Thursday, November 25, 2010

Using the Confidence

Interval in Excel To

Find Customer Preferences

This article will show you exactly how to calculate a 95% Confidence Interval in Excel of the proportion of customers on a commercial web site who prefer to pay with a credit card instead of Paypal. The 95% Confidence Interval is the interval for which we are 95% sure that the true proportion of credit card-preferring customers lies within.

The larger the sample size, the more accurate and smaller the confidence interval will be. We are taking a random sample of 1,000 Internet shoppers on this e-commerce web site.

The advantages of statistical analysis in Excel to solve business statistics problems is that most problems can be solved in just one or two steps and there is no more need to look anything up on Normal Distribution tables.

The 95% Confidence Interval calculated here is a Confidence Interval for Proportion, not Means. A Confidence Interval for Means uses an entirely different set of statistical formulas. Another article in this blog shows exactly how to calculate a Confidence Interval Means. Here is the problem:

Problem: A random sample of 1,000 Internet shoppers on one web site was taken. 70% preferred to pay with a credit card. 30% preferred to pay with PayPal. Determine the 95% Confidence Interval for the proportion of the general population of shoppers on that web site that prefers to pay with a credit card.

Before we begin solving this problem, we need to know about creating Confidence Intervals in Excel. Here is a brief lesson:

Confidence Interval of a Population Proportion

Creating a Confidence Interval for a population's proportion is very similar to creating a Confidence Interval for a population's mean. The only real difference is how the standard error is calculated. Everything else is the same.

First, the difference between using sampling to estimate a population mean and using sampling to estimate a population proportion will be explained below:

Mean Sampling vs. Proportion Sampling

What determines whether a mean is being estimated or a proportion is being estimated is the number of possible outcomes of each sample taken.

Proportion samples have only two possible outcomes. For example, if you are comparing the proportion of click-through visitors in two different PPC ads who converted (purchased), each sample has only two possible values; the visitor sampled either converted (purchased) or they didn't.

Mean samples have multiple possible outcomes. For example, if you are comparing the mean sales of salespeople in two different cities, each salesperson's sales sampled can have numerous values.

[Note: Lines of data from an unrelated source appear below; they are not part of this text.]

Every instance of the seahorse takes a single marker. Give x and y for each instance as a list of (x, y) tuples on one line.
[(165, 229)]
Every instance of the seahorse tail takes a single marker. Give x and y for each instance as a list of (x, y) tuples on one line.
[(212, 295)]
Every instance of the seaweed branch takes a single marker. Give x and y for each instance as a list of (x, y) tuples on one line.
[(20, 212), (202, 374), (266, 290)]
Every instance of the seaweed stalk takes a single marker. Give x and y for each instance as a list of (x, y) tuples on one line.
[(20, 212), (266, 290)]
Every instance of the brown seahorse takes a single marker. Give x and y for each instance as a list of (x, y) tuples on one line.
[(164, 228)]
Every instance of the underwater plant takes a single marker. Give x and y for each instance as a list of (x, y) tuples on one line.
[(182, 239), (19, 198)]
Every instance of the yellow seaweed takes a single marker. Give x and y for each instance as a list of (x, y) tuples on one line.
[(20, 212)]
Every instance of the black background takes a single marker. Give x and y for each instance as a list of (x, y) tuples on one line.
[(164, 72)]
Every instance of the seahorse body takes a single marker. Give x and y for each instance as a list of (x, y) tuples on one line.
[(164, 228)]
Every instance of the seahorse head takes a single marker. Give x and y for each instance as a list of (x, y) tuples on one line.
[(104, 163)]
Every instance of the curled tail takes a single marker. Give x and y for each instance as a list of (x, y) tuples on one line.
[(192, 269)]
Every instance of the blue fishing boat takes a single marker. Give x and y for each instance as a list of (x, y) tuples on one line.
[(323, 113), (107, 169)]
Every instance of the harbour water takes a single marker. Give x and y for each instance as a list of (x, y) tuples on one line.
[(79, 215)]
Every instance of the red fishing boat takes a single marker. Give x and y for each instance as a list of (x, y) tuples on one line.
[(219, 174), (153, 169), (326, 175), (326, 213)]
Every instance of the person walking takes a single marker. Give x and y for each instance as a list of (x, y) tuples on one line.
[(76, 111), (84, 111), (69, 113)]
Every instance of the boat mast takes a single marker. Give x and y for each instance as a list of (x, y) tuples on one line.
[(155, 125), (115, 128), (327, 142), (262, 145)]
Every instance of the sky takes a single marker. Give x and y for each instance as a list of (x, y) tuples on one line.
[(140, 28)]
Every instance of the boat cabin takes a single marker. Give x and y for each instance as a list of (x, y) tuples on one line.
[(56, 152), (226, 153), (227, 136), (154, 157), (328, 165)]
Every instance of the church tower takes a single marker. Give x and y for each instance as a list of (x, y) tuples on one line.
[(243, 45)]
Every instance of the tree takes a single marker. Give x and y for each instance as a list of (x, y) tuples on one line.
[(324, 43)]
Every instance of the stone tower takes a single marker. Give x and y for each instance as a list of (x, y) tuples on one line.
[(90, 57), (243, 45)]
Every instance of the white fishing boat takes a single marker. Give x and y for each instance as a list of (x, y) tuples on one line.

Below is a description of how to calculate a Confidence Interval for a population's proportion. Note that everything is almost the same as the calculation of the Confidence Interval for a mean, except sample standard error.

Levels of Confidence and Significance

Level of Significance, α ("alpha"), equals the maximum allowed percent of error. If the maximum allowed error is 5%, then α = 0.05.

Level of Confidence is selected by the user. A 95% Level is the most common. A 95% Confidence Level would correspond to a 95% Confidence Interval of the Proportion.

This would state that the actual population Proportion has a 95% probability of lying within the calculated interval. A 95% Confidence Level corresponds to a 5% Level of Significance, or α = 0.05. The Confidence Level therefore equals 1 - α.

Population Proportion vs. Sample Proportion

Population Proportion = µp = p (This is what we are trying to estimate)

Sample Proportion = pavg

Standard Deviation and Standard Error

Standard Deviation is not calculated during the creation of Confidence Interval for a population proportion.

Standard Error is an estimate of population Standard Deviation from data taken from a sample. Sample Standard Error will be an estimate taken from the sample proportion, pavg, and sample size, n. This is the major difference between calculating a Confidence Interval for a proportion and for a mean. Binomial distribution rules apply to proportions because a proportion sample has only two possible outcomes, just like a binomial variable.

Sample Standard Error of a Proportion
= σpavg = SQRT(p * q / n) ≈ spavg

= spavg = SQRT ( pavg * qavg / n )

p = Population proportion - This is the unknown that will be estimated with a Confidence Interval

q = 1 - p

n = Sample size

pavg = Sample proportion

qavg = 1 - pavg

Region of Certainty vs. Region of Uncertainty

Region of Certainty is the area under the Normal curve that corresponds to the required Level of Confidence. If a 95% percent Level of Confidence is required, then the Region of Certainty will contain 95% of the area under the Normal curve. The outer boundaries of the Region of Certainty will be the outer boundaries of the Confidence Interval.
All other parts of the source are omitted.